A 5-year-old boy’s death from a stray bullet in the first minutes of the New Year has left a Michoacán community in shock and mourning, and many say that the practice that led to his death — residents greeting the New Year with a hail of gunfire into the air — was inexcusable and criminal.
Juan Carlos Aburto died when a stray bullet passed through the roof of his home in Apatzingán and entered his thorax while he slept. He never even managed to open his eyes, his mother said.
“He tried to breathe, but already he couldn’t,” she said. “That was his last gasp of air, and then my son was gone.”
The Catholic Church declared three days of mourning for the boy. The bishop called the boy’s death a crime and said that in the six years that he has been assigned to the diocese, at least three people have died from related incidents during celebrations.
Authorities publicly condemned the tragedy, which they said happened despite preventive measures this year to avoid the New Year’s tradition. However, no one has been arrested. Apatzingán Mayor José Luis Lucatero said celebratory gunfire had been reduced this year.
Known to family and friends as “El Güerito,” or “the light-skinned one,” Juan Carlos was laid to rest in a tiny white coffin on New Year’s Day, just five days before the Kings’ Day holiday, when he was hoping to receive a ball as a gift from the Three Wise Men.
Instead, his family held a wake and mourned with friends and neighbors for the boy who all described as friendly, interested in learning, a lover of arcade games and prone to singing and dancing. He was known to share with his two siblings, aged 2 and 7, the abandoned toys he collected from the street while selling bread to help his family’s finances.
According to his mother, the bullet that killed her son entered the house through the thin sheet of roofing covering the family’s house and struck Juan Carlos as he clung to a stuffed animal in his sleep.
The boy was rushed to a nearby hospital, where he was confirmed dead.
His funeral brought out several members of the community, including a group of taxi drivers who presented the boy’s father with money they had collected on the family’s behalf. Others expressed indignation on social media at Juan Carlos’s death, repeating the slogan, “Not one bullet more.”
The New Year’s practice is not unique to Apatzingán. Federal, state and municipal authorities all over Mexico have called for it to stop. In various locales in the states of Sonora and Sinaloa, people reported injuries from similar celebrations.

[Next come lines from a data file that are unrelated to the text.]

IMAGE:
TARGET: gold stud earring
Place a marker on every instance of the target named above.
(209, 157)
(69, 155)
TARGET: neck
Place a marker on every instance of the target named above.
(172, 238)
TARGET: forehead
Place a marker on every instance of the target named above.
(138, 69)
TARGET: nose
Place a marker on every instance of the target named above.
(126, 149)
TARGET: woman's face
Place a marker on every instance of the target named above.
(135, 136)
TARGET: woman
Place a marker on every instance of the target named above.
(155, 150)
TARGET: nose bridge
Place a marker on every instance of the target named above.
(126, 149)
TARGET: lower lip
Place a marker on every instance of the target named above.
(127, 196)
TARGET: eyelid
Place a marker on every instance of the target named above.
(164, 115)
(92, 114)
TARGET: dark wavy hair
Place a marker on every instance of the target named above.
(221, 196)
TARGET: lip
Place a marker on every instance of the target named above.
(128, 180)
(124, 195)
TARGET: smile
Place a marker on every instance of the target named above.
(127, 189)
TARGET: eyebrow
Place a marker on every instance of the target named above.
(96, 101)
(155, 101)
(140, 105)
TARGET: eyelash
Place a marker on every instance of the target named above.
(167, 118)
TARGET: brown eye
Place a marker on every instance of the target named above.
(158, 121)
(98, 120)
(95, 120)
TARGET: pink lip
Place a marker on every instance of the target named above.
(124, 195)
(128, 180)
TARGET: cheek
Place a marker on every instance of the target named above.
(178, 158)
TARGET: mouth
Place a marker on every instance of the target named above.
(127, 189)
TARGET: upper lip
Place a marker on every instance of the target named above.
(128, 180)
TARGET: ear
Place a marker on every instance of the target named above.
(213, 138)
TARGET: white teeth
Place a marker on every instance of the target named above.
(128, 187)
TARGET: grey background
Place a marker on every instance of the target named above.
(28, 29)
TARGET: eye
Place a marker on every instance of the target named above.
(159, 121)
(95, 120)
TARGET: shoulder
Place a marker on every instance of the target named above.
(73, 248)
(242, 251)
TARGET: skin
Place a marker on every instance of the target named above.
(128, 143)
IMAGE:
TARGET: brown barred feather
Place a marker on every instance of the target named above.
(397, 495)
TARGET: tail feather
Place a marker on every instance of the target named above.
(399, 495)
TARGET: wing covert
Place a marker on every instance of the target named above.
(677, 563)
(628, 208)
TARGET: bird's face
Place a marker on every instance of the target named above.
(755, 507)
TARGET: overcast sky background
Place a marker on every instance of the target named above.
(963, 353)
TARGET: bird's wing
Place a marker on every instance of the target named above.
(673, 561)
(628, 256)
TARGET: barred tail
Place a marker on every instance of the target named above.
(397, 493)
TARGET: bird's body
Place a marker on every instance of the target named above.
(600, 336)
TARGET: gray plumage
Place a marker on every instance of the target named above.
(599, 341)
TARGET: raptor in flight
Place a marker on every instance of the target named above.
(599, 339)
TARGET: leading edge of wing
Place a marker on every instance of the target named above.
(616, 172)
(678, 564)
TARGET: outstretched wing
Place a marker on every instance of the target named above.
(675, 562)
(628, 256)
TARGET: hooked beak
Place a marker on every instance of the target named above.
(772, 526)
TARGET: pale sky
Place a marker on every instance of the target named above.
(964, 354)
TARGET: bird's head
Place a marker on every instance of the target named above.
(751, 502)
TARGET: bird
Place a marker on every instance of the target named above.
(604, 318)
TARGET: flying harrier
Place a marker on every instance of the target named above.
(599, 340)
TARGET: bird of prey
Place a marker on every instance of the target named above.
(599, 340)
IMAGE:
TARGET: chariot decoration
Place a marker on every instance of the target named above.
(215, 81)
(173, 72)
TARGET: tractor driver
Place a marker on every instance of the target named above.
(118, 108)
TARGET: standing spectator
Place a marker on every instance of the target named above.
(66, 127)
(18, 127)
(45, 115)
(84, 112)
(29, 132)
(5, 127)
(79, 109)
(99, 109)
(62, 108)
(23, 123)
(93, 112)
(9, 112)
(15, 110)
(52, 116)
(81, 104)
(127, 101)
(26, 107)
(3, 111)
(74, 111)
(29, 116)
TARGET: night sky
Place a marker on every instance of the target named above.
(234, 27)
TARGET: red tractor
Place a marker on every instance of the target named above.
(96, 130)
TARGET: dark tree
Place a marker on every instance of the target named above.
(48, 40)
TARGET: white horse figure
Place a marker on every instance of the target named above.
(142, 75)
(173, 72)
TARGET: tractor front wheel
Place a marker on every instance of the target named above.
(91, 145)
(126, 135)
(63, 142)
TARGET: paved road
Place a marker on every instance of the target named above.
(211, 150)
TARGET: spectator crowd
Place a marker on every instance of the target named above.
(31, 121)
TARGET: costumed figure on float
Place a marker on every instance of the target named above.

In Sonora, a 23-year-old Nogales man got a bullet lodged in his back after it entered his home through the roof. In Hermosillo, a woman standing outside her home was grazed in the hand and a 28-year-old man was wounded in the forearm.
In Culiacán, Sinaloa, municipal and state officials had also made appeals that fell upon deaf ears. Four people sustained minor injuries from stray bullets this year after a hail of gunfire at the stroke of midnight New Year’s Day.